Saturday, August 30, 2008

The County Fair

I always wanted a t-shirt inscribed with my doula Lori Dorman's personal slogan: Follow Your Intuition and the Outcome is Assured. I need it branded on my forehead.

I should recap at this point: we no longer inhabit suburbia. We were called to Brooklyn two years ago (from LA, where we racked up twenty years - my how time flies), even though no one we knew really believed one could be called to Brooklyn, and we couldn't really explain the pressure that had built up behind this intuition.

Lo and behold a little Waldorf school appeared in Brooklyn where one had not been before (blink, blink), and since we knew it had to be Brooklyn, we signed on, sight-unseen. When I got there and began to know some of the deeply committed, honest, wonderful parents that were in the same boat - all seemed to be artists similarly struggling to raise their children consciously while maintaining a connection with their work - and learned that these were the Founding Mothers of the school, I began to get an inkling of the divine pattern.

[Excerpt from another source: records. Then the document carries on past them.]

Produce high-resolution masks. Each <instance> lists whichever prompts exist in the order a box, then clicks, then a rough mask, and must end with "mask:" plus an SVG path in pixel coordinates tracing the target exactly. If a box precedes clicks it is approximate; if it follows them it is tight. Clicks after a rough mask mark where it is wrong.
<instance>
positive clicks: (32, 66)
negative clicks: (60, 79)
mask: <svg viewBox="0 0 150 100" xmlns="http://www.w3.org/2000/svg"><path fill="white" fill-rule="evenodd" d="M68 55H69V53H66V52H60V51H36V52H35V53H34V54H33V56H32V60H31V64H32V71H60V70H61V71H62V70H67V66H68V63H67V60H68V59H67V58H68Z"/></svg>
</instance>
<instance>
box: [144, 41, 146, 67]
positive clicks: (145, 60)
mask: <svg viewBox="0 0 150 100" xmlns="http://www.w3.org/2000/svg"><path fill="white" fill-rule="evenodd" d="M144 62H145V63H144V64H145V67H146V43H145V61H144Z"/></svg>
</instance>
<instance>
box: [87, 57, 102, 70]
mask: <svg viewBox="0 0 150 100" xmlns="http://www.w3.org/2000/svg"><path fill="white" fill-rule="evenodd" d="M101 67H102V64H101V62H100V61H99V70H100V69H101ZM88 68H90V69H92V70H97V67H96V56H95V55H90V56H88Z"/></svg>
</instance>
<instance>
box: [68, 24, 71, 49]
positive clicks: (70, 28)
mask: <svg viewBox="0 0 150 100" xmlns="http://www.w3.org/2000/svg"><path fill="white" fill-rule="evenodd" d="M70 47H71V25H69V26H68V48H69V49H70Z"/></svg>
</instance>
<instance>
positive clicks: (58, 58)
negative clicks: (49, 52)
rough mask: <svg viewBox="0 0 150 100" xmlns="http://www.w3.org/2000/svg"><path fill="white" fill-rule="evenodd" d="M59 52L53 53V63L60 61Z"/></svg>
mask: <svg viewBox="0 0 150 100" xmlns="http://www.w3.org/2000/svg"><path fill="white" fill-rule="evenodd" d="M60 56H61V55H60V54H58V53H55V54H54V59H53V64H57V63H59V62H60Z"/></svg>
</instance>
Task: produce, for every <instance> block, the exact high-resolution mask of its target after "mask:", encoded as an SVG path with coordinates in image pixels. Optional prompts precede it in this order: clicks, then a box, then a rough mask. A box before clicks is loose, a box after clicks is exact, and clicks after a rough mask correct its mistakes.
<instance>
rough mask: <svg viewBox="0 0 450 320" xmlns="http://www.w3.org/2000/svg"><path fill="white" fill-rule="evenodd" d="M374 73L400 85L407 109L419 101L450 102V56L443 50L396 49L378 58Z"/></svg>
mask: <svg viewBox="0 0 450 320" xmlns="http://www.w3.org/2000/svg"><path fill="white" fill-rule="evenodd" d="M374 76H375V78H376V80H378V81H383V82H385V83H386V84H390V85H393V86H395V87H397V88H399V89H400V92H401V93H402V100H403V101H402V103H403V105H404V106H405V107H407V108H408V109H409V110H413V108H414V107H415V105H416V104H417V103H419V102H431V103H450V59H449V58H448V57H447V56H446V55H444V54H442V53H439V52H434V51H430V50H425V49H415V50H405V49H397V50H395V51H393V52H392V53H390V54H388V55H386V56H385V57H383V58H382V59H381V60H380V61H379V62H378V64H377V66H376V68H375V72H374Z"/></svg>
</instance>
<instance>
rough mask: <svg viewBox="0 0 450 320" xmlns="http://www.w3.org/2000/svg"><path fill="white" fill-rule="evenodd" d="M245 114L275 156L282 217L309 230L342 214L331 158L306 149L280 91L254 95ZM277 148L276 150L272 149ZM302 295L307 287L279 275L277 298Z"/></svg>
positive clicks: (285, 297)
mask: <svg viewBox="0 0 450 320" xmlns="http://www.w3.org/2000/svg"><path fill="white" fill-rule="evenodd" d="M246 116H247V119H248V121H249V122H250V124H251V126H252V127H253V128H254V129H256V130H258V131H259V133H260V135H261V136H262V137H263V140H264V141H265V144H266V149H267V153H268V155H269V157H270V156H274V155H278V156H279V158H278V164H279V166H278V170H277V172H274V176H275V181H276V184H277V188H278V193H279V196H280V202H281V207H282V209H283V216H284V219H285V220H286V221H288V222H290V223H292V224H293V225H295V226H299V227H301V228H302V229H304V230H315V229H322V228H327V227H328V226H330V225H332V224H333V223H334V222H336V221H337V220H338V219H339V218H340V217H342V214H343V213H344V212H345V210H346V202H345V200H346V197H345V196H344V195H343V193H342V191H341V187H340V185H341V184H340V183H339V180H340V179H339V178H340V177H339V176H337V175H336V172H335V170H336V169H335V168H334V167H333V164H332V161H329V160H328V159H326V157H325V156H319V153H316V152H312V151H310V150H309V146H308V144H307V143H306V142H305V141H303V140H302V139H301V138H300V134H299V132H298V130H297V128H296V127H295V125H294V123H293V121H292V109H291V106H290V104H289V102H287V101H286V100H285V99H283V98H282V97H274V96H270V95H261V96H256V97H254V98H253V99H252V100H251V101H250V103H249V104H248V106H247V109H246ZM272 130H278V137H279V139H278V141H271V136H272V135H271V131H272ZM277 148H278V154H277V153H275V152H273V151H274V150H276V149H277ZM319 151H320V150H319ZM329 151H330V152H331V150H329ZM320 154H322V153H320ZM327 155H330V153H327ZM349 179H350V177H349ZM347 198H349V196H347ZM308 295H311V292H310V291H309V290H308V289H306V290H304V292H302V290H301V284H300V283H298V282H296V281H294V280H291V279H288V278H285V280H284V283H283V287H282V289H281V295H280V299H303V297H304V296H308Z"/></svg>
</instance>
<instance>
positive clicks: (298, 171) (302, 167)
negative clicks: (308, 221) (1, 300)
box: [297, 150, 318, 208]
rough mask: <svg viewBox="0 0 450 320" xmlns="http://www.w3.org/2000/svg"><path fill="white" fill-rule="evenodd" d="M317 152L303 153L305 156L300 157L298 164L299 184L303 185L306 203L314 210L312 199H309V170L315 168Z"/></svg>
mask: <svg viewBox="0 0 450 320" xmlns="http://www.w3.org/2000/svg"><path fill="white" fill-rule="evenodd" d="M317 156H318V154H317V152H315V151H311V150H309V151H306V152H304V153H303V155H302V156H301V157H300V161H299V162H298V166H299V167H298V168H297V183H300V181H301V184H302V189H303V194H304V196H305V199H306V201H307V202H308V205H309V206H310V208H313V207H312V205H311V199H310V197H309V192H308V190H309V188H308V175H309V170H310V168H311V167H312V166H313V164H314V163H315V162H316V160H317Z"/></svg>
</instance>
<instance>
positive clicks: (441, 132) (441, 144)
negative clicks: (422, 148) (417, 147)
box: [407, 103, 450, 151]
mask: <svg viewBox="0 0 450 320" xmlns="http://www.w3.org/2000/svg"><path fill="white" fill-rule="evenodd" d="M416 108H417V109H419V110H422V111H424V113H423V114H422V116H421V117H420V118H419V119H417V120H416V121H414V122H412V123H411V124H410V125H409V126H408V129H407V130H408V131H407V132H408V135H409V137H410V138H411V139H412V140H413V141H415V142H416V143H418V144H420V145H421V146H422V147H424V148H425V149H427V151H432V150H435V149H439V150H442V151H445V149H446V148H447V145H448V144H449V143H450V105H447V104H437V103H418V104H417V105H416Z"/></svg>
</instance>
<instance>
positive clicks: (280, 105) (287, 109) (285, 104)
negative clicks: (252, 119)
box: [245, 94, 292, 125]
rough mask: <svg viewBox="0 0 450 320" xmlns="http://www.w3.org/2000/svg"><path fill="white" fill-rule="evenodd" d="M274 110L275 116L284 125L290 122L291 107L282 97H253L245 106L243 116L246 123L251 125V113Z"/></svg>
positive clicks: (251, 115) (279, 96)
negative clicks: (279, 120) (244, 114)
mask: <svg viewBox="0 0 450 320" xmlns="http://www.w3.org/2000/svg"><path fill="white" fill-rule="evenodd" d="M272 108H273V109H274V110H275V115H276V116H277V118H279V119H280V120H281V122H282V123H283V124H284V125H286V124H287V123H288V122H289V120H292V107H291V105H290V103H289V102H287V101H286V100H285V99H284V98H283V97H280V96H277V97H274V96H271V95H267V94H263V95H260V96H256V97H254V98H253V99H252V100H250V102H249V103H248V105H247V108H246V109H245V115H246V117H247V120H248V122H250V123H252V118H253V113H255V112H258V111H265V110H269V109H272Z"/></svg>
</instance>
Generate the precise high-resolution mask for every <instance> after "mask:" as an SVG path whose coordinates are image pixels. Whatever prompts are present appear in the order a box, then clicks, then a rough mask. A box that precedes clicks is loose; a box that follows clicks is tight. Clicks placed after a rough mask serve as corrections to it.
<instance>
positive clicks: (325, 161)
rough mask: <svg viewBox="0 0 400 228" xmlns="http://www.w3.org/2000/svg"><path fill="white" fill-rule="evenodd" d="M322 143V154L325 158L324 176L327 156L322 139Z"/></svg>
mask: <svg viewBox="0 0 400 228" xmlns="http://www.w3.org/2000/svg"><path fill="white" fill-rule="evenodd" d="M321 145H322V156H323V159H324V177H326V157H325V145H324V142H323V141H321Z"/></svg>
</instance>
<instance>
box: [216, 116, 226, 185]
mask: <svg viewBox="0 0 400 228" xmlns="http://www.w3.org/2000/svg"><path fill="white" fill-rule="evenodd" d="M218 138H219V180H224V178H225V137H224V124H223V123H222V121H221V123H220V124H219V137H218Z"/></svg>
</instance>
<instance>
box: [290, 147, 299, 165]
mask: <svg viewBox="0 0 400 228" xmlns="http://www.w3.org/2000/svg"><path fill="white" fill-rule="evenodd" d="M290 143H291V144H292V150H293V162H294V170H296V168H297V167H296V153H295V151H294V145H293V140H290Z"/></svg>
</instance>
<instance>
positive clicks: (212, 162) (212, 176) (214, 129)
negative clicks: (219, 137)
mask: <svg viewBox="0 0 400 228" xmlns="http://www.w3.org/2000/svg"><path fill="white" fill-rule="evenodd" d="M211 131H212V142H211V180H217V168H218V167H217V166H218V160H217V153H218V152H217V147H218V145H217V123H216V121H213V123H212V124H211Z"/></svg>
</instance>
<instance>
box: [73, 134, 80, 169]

So it became even more confusing when, a year later, we had to initiate another move, out of Brooklyn, to find a school all three of our children could attend, and so conserve our precious working time. First thing we found when we got to our new Waldorf "farm school," was we were not alone. About ten other families had just dropped everything and come from California, preceded by another ten families the year before. Head of Faculty was heard to say, "Did California finally fall into the ocean?"

Yeah, I miss El Coyote and a few swanky old places in Hollywood; well, I miss when Wayne and I were "single." I don't miss the beach. I don't miss the weather. I live in the most beautiful place in the world, more beautiful than the South of France (which frankly, looks like Southern California). I feel that the ground for my friendships has just enlarged many-fold.

I am reading A New Earth by Eckhart Tolle, which seconds my hunch that a new kind of society is in the works, one based on interconnectedness. One of our dear Brooklyn families rented a house up here for August, while they continue to look for the right one to buy. One family sublet their Brooklyn co-op and rented a house up here (with a wood-burning stove and compostable toilet), moving mountains to be here by start of school. (The Dad swears he isn't going to mind commuting to New Jersey!) Another Brooklyn family whose son was a playmate of my youngest daughter (and who, the last time we saw him, told her, "I may never see you again!"), is coming to visit our school this week, in the same tour of all the schools outside the city that we did. And just last night I heard that another of our close pal families has rented an apartment nearby in a friend's house.

"We're founding our own colony!" I said to a Founding Mother of the Brooklyn Waldorf School.
"Well," she agreed, "If we can found a school, we can found a colony."

Yesterday the Firefighter's Parade lined up and marched past my house, with trucks and volunteer fire departments from all over the county, and high school marching bands, including multiple drums, arrays of tubas and a real whistling drum major. One whole marching band turned and serenaded my neighbor across the street - my kids' schoolbus driver. A man in tights rode standing on the backs of two giant horses with plumes in their hair. We had hot dogs and pink lemonade on the front porch.

Then we walked over to the County Fair. The man with the giant horses (they're called Brabants, which are the original Belgians) was there; the American Belgian that was being led to the ring with them almost went into orbit when he had to pass the Tilt-a-Whirl. I paid $20 a piece for each of my kids to ride as many rides as they could, and they paid me back by getting their money's worth. We ate hamburgers and french fries in a church tent; when it began to rain, we ran into the 4-H barn to see the Grand Champion chickens and rabbits. It's a pretty contrast, how much we have learned about things that matter since we went to our first County Fair last year. We watched the 4-H kids in the show ring punch their misbehaving yearling calves in the nose. Did you know pigs are the 4th most intelligent mammal, after (1) humans (2) chimpanzees (3) dolphins? Dogs are ninth, so anything you can teach a dog, you can teach a pig, like, five times faster.

As soon as we left the tent it stopped raining and the adventure resumed. "Media Express" (that really was a ride), Drop Zone, Pharoah's Fury, The Disco, all satisfactory manifestations of 12 year-old longing. My six year-old got to pet a baby alligator and a baby kangaroo in a furry handbag; her favorites were the racing Dachshunds with their little "hot dog bun" saddles. A friend bought a tray of fried Oreos (the shocking truth about American decadence), we polished off buckets of fresh lemonade, and the kids got to choose one treat, cotton candy or caramel apple. There was an amazing moment where a V of geese flew over the midway in the waning light. I've got a thing for cameras lately, but in the clinch, they're not fast enough for real life.